At the end of the workshop, he slipped me some random notes about different ways of creating fun activities that build community and authentic fun. From family tug-of-war to pop-up container malls (cool concept), from beer and cheese tastings to creating snowmobile sculptures, Moyer's ideas run counter to convention and get my creative juices flowing.
Andrew's specialty is food and how you use it to connect people with a positive retail experience, and with each other. He runs Ottavio, an Italian bakery and delicatessen in Victoria, BC and he's been doing work here in Wood Buffalo helping to get the City Centre Urban Market off the ground. He is deeply passionate about creating urban experiences that are rooted in fun, great customer service and products that keep you coming back for more.

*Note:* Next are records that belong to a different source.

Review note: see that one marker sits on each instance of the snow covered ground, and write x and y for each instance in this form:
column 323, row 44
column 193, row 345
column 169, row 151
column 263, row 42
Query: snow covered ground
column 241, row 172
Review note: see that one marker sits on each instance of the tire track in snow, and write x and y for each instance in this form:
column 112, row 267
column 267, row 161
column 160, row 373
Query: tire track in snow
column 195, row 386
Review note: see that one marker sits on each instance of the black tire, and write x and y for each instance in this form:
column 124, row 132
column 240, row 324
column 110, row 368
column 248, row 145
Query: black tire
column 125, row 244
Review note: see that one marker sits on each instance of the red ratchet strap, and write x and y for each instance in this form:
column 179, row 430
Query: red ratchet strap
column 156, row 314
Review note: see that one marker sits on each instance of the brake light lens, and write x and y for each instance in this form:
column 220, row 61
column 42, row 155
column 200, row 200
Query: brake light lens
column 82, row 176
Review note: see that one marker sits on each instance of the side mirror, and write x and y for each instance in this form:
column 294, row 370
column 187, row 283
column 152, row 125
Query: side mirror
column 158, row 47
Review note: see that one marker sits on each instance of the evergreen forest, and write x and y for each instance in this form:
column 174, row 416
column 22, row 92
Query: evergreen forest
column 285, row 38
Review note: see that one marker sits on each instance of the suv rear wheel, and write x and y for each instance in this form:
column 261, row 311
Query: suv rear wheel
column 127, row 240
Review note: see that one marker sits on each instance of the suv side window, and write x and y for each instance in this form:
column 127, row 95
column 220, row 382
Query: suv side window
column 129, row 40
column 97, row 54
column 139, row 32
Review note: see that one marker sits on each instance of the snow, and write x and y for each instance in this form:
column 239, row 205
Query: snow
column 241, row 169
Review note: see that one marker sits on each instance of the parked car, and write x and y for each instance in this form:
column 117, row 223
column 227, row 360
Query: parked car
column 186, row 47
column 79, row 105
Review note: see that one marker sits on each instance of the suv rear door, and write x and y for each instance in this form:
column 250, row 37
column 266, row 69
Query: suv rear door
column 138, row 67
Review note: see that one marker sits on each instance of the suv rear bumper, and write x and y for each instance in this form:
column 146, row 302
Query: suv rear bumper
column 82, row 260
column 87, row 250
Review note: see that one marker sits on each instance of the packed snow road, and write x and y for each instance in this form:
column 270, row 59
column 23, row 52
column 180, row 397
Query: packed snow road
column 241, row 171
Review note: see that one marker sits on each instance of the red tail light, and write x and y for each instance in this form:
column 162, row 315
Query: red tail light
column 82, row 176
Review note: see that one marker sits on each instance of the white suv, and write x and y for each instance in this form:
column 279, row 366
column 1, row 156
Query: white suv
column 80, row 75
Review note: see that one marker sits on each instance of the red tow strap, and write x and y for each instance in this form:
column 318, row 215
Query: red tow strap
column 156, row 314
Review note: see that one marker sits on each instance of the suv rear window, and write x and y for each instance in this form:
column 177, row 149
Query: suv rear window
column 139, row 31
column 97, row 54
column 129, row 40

"Authenticity is all I want to do," he said, as we sipped our early morning coffees in one of the most authentic places around, The Chef's Table by Mitchell's.
"You have an incredible amount of things going on here," he said. "People are doing interesting and marketable things in their basements, in the garages, wherever they can find space. The City Centre Urban Market gives them an affordable platform to sell their culinary delights or hand-crafted creations."
The organizers of the Urban Market had their first informational session last night, getting prepared for the selling season ahead. An experiment that was enormously successful in 2013, the market regularly attracted hundreds and hundreds of customers, and provided vendors with a positive experience.
"There is no doubt that there is a market here," he said. "Our first year proved that in spades."
Andrew talked about the role of music and the arts in creating the right vibe for a successful urban market. Our mutual friend, Dave Martin, was very involved in last year's events, providing a backdrop of handcrafted songs. The opportunity for buskers is pretty clear, as a single 7-hour market day could attract 500 to 1000 shoppers.
I'll always remember the experience that Ben had at interPLAY a number of years ago. He might have been 6 or 7 years old at the time. Thumping on his guitar, with the case open to receive tips, he managed to earn several hundred dollars over the course of the weekend.
Andrew is a people person. He has an innate sense of energy creation, and how to facilitate an urban market experience that is awesome for both the customers and the vendors. He also has an amazing lady working with him named Amanda Herbert. Between the two of them and a growing list of eager vendors, the 2014 Urban Market promises to be a huge hit.